= Nathalie Licard =

French television presenter

Nathalie Licard (born April 17, 1964, in Dax, Landes) is a French presenter. Her trademark is her pronounced French accent. Licard became known from May 7, 1997, above all through the Harald Schmidt Show.

== Life ==

After graduating from high school, Licard studied literature in France and trained in social management. She then founded a recording studio and moved to Cologne. According to Licard herself, she started working as an intern at the Harald Schmidt Show in 1997 and did not speak a word of German at the time. She acquired her knowledge of German herself in the course of the show.
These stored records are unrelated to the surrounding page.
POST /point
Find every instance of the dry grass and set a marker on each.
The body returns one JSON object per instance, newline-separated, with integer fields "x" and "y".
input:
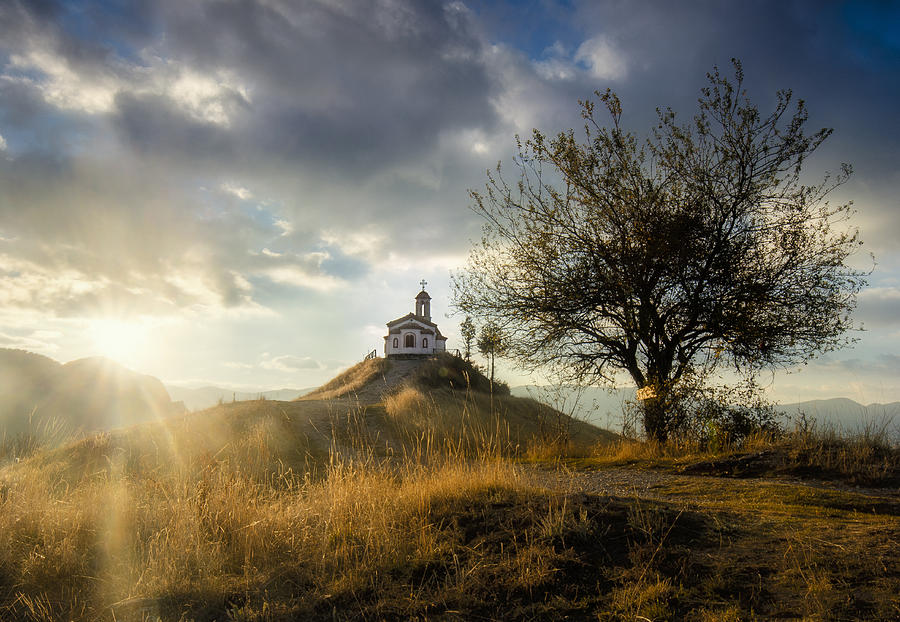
{"x": 418, "y": 508}
{"x": 351, "y": 380}
{"x": 807, "y": 452}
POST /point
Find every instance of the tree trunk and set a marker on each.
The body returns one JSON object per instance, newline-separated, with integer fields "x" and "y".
{"x": 655, "y": 426}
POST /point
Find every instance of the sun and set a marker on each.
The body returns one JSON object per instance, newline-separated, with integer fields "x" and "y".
{"x": 124, "y": 341}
From August 9 to September 10, 2004, Licard appeared on the Franco-German channel Arte. She spoke with guests on weekdays at 20:15 o'clock about programs that Arte showed in the evening. In addition to the irregular but frequent appearances in the Harald Schmidt Show, she had a permanent role in Harald Schmidt. On November 22, 2006, she hosted about half of the show instead of Harald Schmidt. She was also the "singer" of the ARD show band in Harald Schmidt, although she only had two vocal interludes there. In July 2007, Licard was the face of the theme month Vive la France! on Das Vierte. From March 6, 2012, she again spoke the opening credits and the commercial break announcements in the Harald Schmidt Show, which was reinstated in the program. Her French pronunciation of the wheat beer brand Schöfferhofer, for which she was also heard in commercials, became well known.

In 2004, Licard spoke the voice of the secret weapon in the animated film Derrick - Die Pflicht ruft. She was often part of the guessing team in the program Dings from the Roof. Since 2020, she has been part of the extended guessing team on the program Sag die Wahrheit. In 2008, Licard published the book Ich bin gespannt wie gekochtes Gemüse. A Frenchwoman in Germany. Licard made several appearances on the Sport1 programme Doppelpass for the European Football Championship 2016.